CompuServe CB was the first public, commercial
multi-user chat program. It first went live on February 21, 1980, built to
over a million subscribers by 1988, and was CompuServe's most popular service
through their acquisition by AOL in 1997.
In the middle of the start of the beginning of a series of
technological revolutions -- from 1985 through 1995 -- CompuServe provided
the common virtual space for technical support for high-tech companies from
Adobe
to IBM to Lotus to Microsoft. Each company had one or more CompuServe "Forums" which
included a number of virtual "conference rooms" for visitors to chat, all supported
by the CB technology.
Because of its ubiquitous use in the technical community,
CompuServe CB was widely influential on chatting culture, and many of the common
abbreviations used on the Internet, such as IMHO, MORF, and textual
emoticons like ;) first came into common online use on CB.

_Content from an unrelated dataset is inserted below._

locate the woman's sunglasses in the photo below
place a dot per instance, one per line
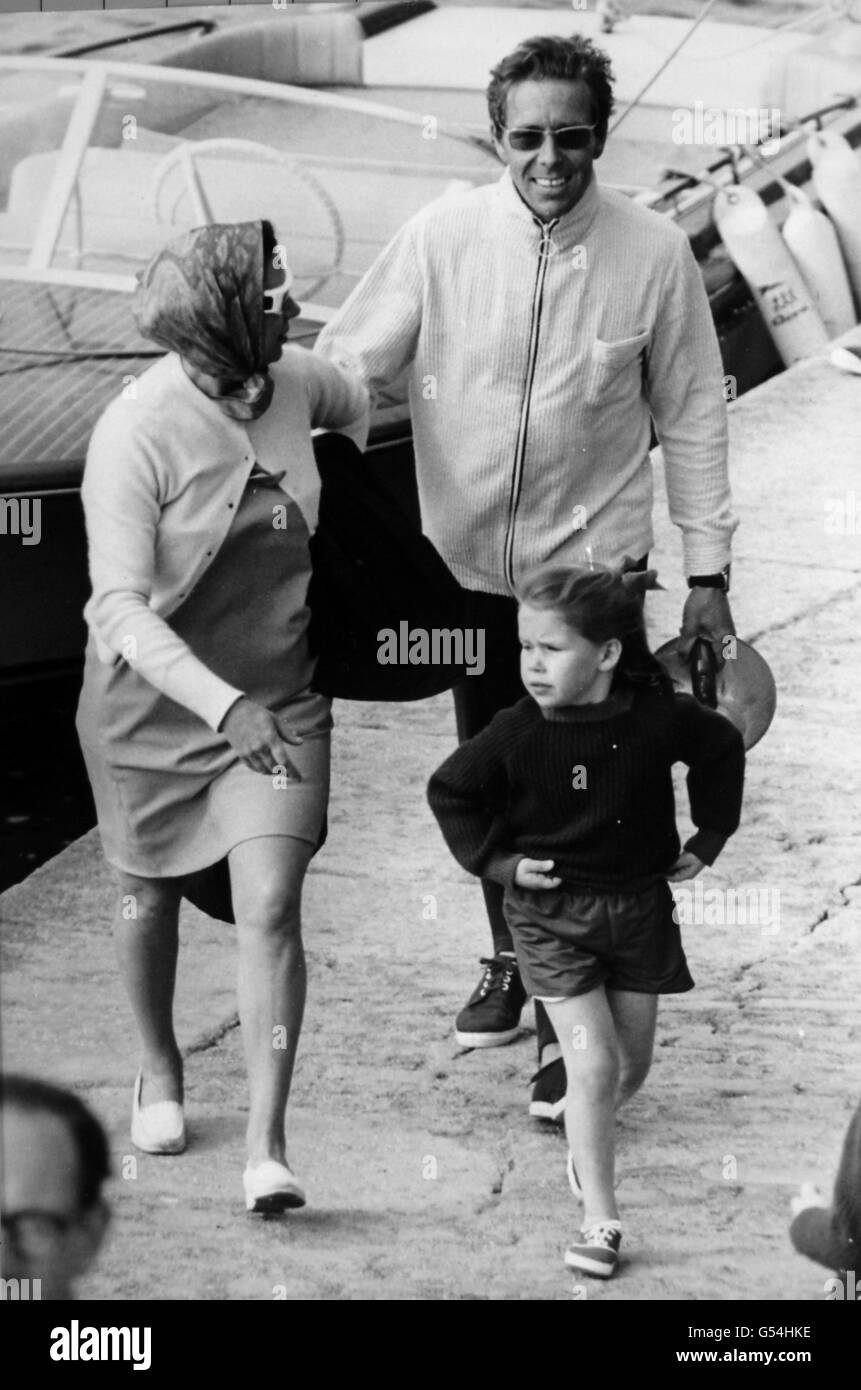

Architecturally, the original CB application was based on
a Macro-10 program using features of CompuServe’s proprietary PDP-10 operating
system, in particular shared read/write memory segments. The original author
was Sandy
Trevor, a V.P. at the time, who eventually “wrote
it in assembly language over a weekend on my kitchen table.” The very simple
architecture enabled the system to support the kinds of high-demand interactivity
that chat requires; for example, CB was able
to support
over
300
simultaneous
users on a 1 mips DEC KI-10, six times more users than typical at that time.
For universality of access, only the simplest of ASCII terminals
was needed to use CB, but of course by late 1989 innovation had reared its
creative head and more sophisticated CB clients were developed that included
separate windows for sending and receiving, similar to today’s instant messaging
clients.

Early implementations of CB included
encrypted communications and enhancements to support multi-user games. The
first recorded online
wedding was performed on CB in 1983. By
1995, CompuServe CB supported multimedia, which “got rolling” with Mick Jagger’s
historic online conference from London on December 7, 1995.
Resources. The following references provide
more information:
- Bowen, Charles; How to Get the Most Out of CompuServe; 1982
- Want, Wallace; Wang, Wally; CompuServe for Dummies; 1996.